An aspiring writer plans or wishes or hopes to write. One day. But they never do. A writer, the dictionary states, is a person who writes. I write. I've written a number of novels. So I have the right to call myself a writer, a real writer, but do I really?
I sit diligently by the computer adding words to the screen, but many a time self-doubt sneaks up and I feel like a fraud.
I don't write full-time as my day job interferes. Still, writing dominates my thoughts, demanding my attention. I devote hours daily to writing, both good hours when the words just flow and wasted hours when the words refuse to appear. I have critique partners whose suggestions I use to rewrite my work and make it the best it can be. So my writing is more than a simple leisure pursuit. It's a serious pursuit on its way to being my career.
I am not published in full-length romance fiction. My heart aches but I'm passionate about writing and proud of what I have achieved. I've attended workshops and conferences to learn my craft. I've won and placed in contests. I've had short stories published. I write blog posts. I've completed whole manuscripts. I may not have books for sale in shops or online but I don't let the disappointment own me. I'm simply not yet published.
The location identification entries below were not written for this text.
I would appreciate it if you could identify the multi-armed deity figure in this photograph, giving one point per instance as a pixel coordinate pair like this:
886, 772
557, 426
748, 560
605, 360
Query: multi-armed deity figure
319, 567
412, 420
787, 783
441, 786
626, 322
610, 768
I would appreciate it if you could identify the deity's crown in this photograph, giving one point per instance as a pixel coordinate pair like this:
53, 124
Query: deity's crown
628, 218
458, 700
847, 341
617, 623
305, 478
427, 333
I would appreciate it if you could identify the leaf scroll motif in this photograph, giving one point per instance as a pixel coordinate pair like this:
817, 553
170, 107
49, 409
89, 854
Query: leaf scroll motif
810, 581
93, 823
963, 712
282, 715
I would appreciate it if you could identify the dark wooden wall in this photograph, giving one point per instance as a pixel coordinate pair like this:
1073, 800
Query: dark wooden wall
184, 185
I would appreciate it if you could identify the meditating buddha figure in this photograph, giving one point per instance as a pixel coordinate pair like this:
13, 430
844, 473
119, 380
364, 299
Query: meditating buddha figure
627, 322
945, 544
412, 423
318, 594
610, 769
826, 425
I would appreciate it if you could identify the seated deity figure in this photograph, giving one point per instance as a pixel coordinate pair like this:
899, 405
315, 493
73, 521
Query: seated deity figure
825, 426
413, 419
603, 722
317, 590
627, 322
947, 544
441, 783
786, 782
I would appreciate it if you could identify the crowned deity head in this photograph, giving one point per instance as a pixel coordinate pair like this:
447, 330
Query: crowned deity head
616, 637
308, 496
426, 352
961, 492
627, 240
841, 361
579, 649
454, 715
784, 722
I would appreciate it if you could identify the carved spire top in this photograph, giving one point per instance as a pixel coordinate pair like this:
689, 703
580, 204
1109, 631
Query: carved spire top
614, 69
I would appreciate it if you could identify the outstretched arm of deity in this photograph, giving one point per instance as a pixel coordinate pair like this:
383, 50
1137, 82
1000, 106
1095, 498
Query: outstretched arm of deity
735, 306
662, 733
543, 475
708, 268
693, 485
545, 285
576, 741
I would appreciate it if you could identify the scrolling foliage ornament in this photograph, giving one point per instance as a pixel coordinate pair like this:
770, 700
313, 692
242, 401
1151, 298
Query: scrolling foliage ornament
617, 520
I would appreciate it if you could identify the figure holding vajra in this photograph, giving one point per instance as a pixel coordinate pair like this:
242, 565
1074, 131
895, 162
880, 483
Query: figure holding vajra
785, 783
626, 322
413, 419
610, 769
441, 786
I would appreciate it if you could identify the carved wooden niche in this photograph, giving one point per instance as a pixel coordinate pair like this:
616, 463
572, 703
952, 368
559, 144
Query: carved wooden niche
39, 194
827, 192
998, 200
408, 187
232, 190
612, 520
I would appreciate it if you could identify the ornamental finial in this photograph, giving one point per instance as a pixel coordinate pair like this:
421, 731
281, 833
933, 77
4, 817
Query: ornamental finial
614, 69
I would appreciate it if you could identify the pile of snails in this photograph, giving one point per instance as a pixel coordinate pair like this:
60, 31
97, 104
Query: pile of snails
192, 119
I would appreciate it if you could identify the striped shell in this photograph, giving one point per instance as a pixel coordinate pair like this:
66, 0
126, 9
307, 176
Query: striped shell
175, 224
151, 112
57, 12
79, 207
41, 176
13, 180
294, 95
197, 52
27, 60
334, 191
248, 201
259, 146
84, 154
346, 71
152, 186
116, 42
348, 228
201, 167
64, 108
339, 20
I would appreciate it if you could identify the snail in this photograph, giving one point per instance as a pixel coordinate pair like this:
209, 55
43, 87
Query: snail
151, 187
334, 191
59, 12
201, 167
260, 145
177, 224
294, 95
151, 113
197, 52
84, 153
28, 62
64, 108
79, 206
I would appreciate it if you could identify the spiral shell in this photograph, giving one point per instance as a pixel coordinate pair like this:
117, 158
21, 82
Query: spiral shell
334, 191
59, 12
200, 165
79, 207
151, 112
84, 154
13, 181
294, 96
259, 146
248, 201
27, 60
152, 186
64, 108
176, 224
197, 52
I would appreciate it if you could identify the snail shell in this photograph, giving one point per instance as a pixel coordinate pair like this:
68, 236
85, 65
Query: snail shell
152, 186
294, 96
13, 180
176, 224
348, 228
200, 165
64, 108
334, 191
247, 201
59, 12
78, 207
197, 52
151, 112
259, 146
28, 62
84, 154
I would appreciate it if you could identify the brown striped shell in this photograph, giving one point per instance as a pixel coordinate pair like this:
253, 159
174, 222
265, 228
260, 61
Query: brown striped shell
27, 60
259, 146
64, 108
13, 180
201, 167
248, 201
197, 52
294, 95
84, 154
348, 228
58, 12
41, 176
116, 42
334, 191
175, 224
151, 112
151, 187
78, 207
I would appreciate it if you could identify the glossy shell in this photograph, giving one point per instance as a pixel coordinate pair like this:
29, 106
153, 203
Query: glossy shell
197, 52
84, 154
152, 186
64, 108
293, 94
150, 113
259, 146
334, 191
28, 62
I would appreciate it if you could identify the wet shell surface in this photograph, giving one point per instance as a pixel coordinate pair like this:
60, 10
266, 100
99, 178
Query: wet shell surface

I haven't been offered a publishing contract but I have submitted my work to editors and agents via successful pitches at conferences and via the slush pile. One rejection came after another. Discouraging? You bet it is! It's a flogging of my self-confidence and I'm left wondering, 'Is my writing any good?' Then I tell myself, 'Hey, authors Stephen King and JK Rowling received rejection letters. Did that stop them from writing? No.'
Each rejection I have received is more encouraging than the last, giving clear explanations for rejecting and requesting new submissions. The editor wants to see more of my writing. That's a big confidence booster. Is it any wonder I'm soon back at the computer writing?
So, yes, I can call myself a writer, a real writer, and I can say it with confidence. And that's...empowering!
Have you found yourself wondering if you're a real writer? At what point have you decided you are?
Love to love - planning my 'top-of-the-bucket-list' writers' retreat and Northern Lights trip.
Love to laugh - at the radio DJs who make my commutes to work and back home fun drives.
Love to learn - what other writers think about their writing.